I just so happened to watch To Rome with Love the very same day I read that Woody Allen said he is not ruling out the possibility to film in Israel. I am not a big Allen fan, and accordingly, I had a bit of a difficulty to connect to the somewhat strange plot. But in spite of the fact I wasn’t sympathetic towards any of the characters or continued thinking about the plot at home, I had this urge to book a flight to Rome. This is the second time a movie attracted me to a city in such an intense level. The first time was after I watched Vicky, Christina, Barcelona- another Allen film.

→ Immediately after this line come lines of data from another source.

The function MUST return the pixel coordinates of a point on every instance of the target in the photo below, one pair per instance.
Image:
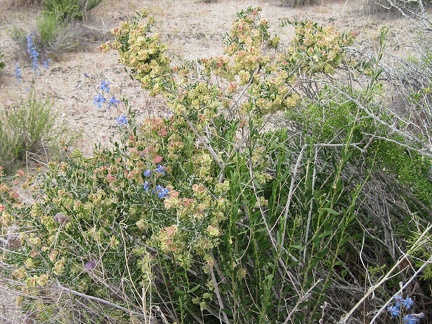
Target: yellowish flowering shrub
(201, 214)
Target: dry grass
(24, 3)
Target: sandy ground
(192, 29)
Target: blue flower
(18, 73)
(104, 86)
(408, 302)
(394, 311)
(146, 186)
(122, 120)
(99, 100)
(46, 63)
(34, 54)
(160, 169)
(412, 318)
(113, 102)
(161, 191)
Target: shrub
(217, 212)
(299, 3)
(30, 126)
(70, 10)
(48, 27)
(21, 3)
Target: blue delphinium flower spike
(394, 311)
(122, 120)
(413, 318)
(18, 73)
(408, 302)
(99, 100)
(160, 169)
(104, 86)
(113, 102)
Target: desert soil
(192, 28)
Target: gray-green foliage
(26, 127)
(70, 9)
(299, 3)
(256, 226)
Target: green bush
(48, 26)
(28, 127)
(226, 210)
(299, 3)
(70, 9)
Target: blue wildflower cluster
(122, 120)
(402, 305)
(34, 54)
(18, 75)
(100, 99)
(159, 190)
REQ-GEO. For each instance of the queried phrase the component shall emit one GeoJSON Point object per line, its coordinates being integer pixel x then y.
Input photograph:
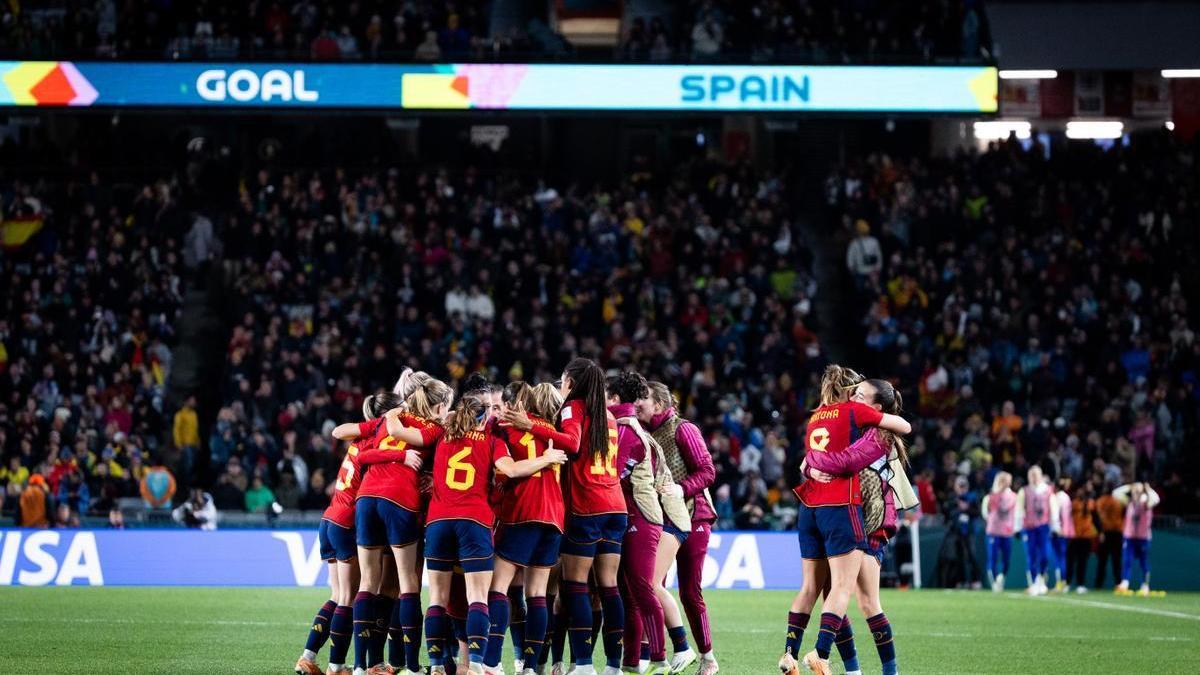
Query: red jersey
{"type": "Point", "coordinates": [832, 429]}
{"type": "Point", "coordinates": [538, 497]}
{"type": "Point", "coordinates": [592, 484]}
{"type": "Point", "coordinates": [346, 488]}
{"type": "Point", "coordinates": [462, 478]}
{"type": "Point", "coordinates": [390, 478]}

What can I say? Allen’s got a magical touch. He makes the location the main character, and the absence of one human main character in his ensemble films makes the location even more emphasized. It is something you cannot miss, even if you are hooked to the plot. It is something you feel inside, this admiration for a breathtaking city where all those mysterious people live. A place that even the characters take some time off of their daily routine to admire. “Location, location, location” seems to be a phrase Allen often keeps in mind lately. It’s not a new rule in cinema, for we’ve seen it before in many Hollywood films putting yet another American city on the tourists’ maps. But Allen’s different. First of all, because he takes a financial risk as he chooses a foreign location, which combines a use of a foreign language, which can easily make his films somewhat “niche”. And secondly, because he doesn’t just make the viewers think to themselves that next time they go to Europe they might pay a visit to this certain city; he makes the viewers think of the city, and not stop until they either book a flight or tragically realize they can’t afford a vacation right now.

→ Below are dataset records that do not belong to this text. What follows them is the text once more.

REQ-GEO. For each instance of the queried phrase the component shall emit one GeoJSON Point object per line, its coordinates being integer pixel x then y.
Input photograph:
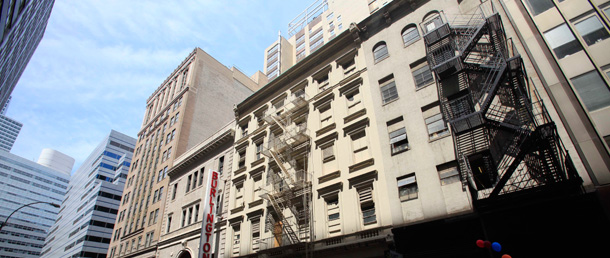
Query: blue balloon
{"type": "Point", "coordinates": [496, 246]}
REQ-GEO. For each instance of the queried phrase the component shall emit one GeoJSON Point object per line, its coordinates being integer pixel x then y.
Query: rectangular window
{"type": "Point", "coordinates": [201, 176]}
{"type": "Point", "coordinates": [328, 153]}
{"type": "Point", "coordinates": [221, 162]}
{"type": "Point", "coordinates": [175, 191]}
{"type": "Point", "coordinates": [256, 234]}
{"type": "Point", "coordinates": [259, 150]}
{"type": "Point", "coordinates": [539, 6]}
{"type": "Point", "coordinates": [332, 208]}
{"type": "Point", "coordinates": [592, 90]}
{"type": "Point", "coordinates": [436, 126]}
{"type": "Point", "coordinates": [367, 205]}
{"type": "Point", "coordinates": [407, 188]}
{"type": "Point", "coordinates": [169, 223]}
{"type": "Point", "coordinates": [188, 183]}
{"type": "Point", "coordinates": [399, 140]}
{"type": "Point", "coordinates": [422, 76]}
{"type": "Point", "coordinates": [562, 41]}
{"type": "Point", "coordinates": [388, 90]}
{"type": "Point", "coordinates": [591, 30]}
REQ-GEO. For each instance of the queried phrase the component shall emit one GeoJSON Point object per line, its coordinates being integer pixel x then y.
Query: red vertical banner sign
{"type": "Point", "coordinates": [209, 215]}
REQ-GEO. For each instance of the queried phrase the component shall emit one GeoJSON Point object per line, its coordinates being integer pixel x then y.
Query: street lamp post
{"type": "Point", "coordinates": [9, 216]}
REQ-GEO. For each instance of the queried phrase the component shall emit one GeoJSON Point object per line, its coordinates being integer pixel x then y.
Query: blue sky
{"type": "Point", "coordinates": [100, 60]}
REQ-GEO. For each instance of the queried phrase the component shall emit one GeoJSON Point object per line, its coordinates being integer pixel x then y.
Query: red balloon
{"type": "Point", "coordinates": [480, 243]}
{"type": "Point", "coordinates": [487, 244]}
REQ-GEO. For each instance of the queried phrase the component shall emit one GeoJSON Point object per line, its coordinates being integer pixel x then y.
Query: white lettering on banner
{"type": "Point", "coordinates": [209, 210]}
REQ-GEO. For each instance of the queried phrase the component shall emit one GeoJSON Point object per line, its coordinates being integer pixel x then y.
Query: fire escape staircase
{"type": "Point", "coordinates": [289, 184]}
{"type": "Point", "coordinates": [502, 145]}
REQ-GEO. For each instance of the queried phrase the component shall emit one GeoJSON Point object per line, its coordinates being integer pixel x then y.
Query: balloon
{"type": "Point", "coordinates": [496, 247]}
{"type": "Point", "coordinates": [480, 243]}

When I watched To Rome with Love, I saw myself there, walking among the Piazzas, smelling a fresh-from-the-oven Pizza and drinking espresso. I saw myself having a candlelight dinner under the moonlight with my loved one, and walking, hand in hand, through the enchanting European streets, listening to Italian music and breathing Italian air. When I opened my eyes, the light went on and the audience was leaving the theater. I can hardly remember the plot right now, but I know I must visit Rome and feel all of what Allen made me feel through the screen. I didn’t think about the Italian promiscuous former Prime-minister, or about Italy’s financial difficulties; all I read about in the papers meant nothing to me after watching To Rome with Love- I just wanted to be there.

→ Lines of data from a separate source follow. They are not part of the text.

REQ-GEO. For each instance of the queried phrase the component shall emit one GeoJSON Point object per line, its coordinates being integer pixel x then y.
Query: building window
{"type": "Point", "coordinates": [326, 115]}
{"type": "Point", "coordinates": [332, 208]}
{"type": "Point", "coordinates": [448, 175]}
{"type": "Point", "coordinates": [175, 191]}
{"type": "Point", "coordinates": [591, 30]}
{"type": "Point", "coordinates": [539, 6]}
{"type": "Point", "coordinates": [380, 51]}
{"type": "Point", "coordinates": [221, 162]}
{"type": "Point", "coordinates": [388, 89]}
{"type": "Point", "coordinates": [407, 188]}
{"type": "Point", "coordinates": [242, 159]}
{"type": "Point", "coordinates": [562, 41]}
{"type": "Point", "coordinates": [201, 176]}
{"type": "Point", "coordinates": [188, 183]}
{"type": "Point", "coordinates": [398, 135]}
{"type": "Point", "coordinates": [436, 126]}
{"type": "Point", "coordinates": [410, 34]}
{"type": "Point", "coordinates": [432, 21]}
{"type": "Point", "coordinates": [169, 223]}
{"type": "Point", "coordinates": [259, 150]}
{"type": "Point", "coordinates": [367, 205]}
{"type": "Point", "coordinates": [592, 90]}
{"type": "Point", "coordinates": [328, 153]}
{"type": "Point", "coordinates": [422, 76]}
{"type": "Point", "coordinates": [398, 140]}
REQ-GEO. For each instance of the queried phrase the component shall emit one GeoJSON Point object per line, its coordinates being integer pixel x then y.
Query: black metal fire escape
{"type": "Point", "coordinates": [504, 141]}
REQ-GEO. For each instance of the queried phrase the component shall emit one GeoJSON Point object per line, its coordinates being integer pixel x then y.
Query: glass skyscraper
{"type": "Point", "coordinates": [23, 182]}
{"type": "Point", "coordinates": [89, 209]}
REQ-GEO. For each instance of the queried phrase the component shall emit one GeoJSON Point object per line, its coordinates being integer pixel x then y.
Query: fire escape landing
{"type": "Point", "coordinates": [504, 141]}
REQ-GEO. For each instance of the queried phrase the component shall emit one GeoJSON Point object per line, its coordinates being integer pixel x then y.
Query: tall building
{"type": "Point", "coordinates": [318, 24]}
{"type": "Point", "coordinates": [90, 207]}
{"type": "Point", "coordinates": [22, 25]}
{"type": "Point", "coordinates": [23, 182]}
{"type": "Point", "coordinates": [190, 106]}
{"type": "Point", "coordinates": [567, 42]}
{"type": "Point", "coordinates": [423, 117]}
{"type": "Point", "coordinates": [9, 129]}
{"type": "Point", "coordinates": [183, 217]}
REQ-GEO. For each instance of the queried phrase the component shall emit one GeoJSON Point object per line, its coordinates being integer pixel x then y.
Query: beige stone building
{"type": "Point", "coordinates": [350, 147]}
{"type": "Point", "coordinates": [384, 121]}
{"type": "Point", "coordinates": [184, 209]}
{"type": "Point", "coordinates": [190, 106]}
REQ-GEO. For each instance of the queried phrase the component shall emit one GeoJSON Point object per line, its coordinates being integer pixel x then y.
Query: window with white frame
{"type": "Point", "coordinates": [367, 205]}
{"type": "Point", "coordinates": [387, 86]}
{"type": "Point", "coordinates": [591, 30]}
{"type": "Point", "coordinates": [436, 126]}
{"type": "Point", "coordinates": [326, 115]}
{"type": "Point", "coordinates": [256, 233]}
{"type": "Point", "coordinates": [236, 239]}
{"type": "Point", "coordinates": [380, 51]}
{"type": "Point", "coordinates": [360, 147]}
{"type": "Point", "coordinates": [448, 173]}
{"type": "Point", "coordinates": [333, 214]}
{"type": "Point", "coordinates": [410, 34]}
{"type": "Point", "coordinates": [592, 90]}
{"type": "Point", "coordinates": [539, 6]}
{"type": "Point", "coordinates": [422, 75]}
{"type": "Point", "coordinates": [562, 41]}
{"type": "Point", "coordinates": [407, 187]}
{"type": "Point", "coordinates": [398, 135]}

It’s not a wild dream to believe Allen will film in Israel someday: lately, more and more filmmakers and television productions choose to add Israel as one of their locations. You Don’t Mess with the Zohan, the Debt, and Homeland‘s second season is just a shortlist of big productions filmed in Israel in the past couple of years. I wish Allen decides to film here, because an Allen Israeli film would give the audience what all of the other Allen films give: a genuine point of view on the place. It is very easy to rule out a vacation location because of what we read in the papers, especially when it comes to Europe. That’s why I thank the lord for Woody Allen’s filmmaking, which shows that all that we read in the papers doesn’t reflect what truly matters: the streets, the scenery, the atmosphere, the people. This is the real Rome, and this is the real Israel. I know for sure that an Allen movie featuring Israel would do justice to this magnificent place that many find it difficult to see through the headlines. This is the magic of the movies: they can take you anywhere and make it feel like you are in a parallel universe. But the best part is that it’s real. It’s all real. All we have to do is leave the theater and book a flight.